Le voyage physique : Partir d’un point A pour un point B avec la probabilité de se retrouver au point G. Nous le maîtrisons jusqu’au moment ou cette excitation perceptible dans les gares, aéroports ou autre quais d’embarquements nous envahisse à notre tour et que les questions classiques se posent : « Vais-je arriver à l’heure ? Qu’est-ce qui m’attend ? Cet avion est-il en bon état ? J’ai rien oublié ? » Peut importe la destination, l’aventure attend derrière chaque porte. Ce qui est grisant c’est de l’ouvrir et de sortir. Le voyage physique est un voyage dans l’espace, mais le facteur « distance » n’a qu’un impact relatif sur les émotions.
Le voyage sentimental : L’émotion palpitante d’un moment A qui s’altère au fil des mutations du couple jusqu’au moment B des interrogations et de la découverte en son partenaire d’un parfait inconnu. . . avec la forte probabilité que le point G passe alors aux oubliettes. Nous ne maîtrisons rien de ce voyage. C’est le temps qui fait l’histoire. A la folie ! Passionnément ! Beaucoup ! Un peu ! Pas du tout ! C’est dans cet ordre là que la nature fait inexorablement perdre ses pétales aux pâquerettes de nos sentiments. La force du vent n’intervient pas sur la finalité. Le voyage sentimental est un voyage dans le temps, mais le facteur « durée » n’a qu’un impact relatif sur les émotions.
Le voyage mystique : L’évolution intime, consciente ou inconsciente, d’un état A vers un état B avec une maigre probabilité d’atteindre un état digne du point G. Nous pouvons nous orienter, travailler en nous servant d’écrits ésotériques, psychologiques, philosophiques et tenter de répondre aux questions récurrentes : « Quel est mon Moi ? Qu’est ce que la mort ? Quelle est la place de l’homme dans l’univers ? Dieu existe-il ? Où est ce que j’ai fourré mes clopes ? » On peut essayer d’appliquer les enseignements à sa propre vie ou bien refouler son mysticisme jusqu’à la veille de sa mort, choisir d’être assailli de questions existentielles à ce moment là, afin de mourir d’une crise cardiaque plutôt que d’un cancer. En tout cas, nous ne maîtrisons en aucune manière notre voyage mystique. Le voyage mystique est un voyage intérieur. Le facteur « espace-temps » n’a qu’un impact relatif sur les émotions.

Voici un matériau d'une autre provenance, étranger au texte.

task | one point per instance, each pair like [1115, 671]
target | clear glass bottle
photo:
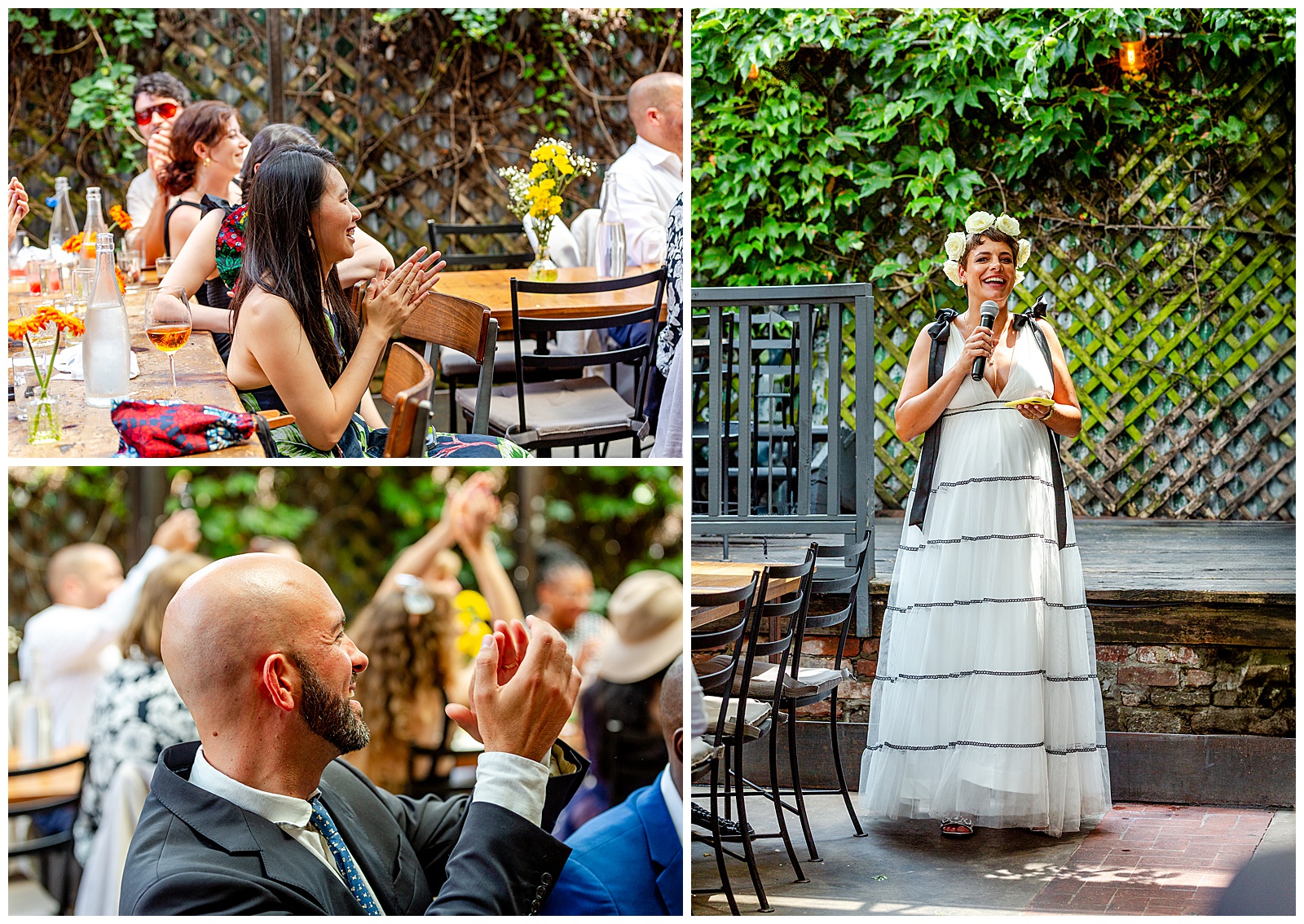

Le voyage, non. . . le parcours professionnel est un mythe relooké par nos sociétés dites modernes et démocratiques. C’est partir d’un point petit A avec une probabilité d’évolution vers un point grand A, la reconnaissance d’une place sociale par exemple. Le point G est occulté dès l’enfance par un bourrage de crâne moral, éducatif et cathodique. Le rêve n’a plus sa place. Il faut coûte que coûte préserver la concentration de nos pauvres âmes sur les « réalités » politiques, économiques et financières du triste univers de nos gens de pouvoir. Il va de soi que tout ceci est orchestré pour le bien de la planète. C’est un voyage dans une impasse. . . reste que le facteur « argent » a un impact concret sur les émotions.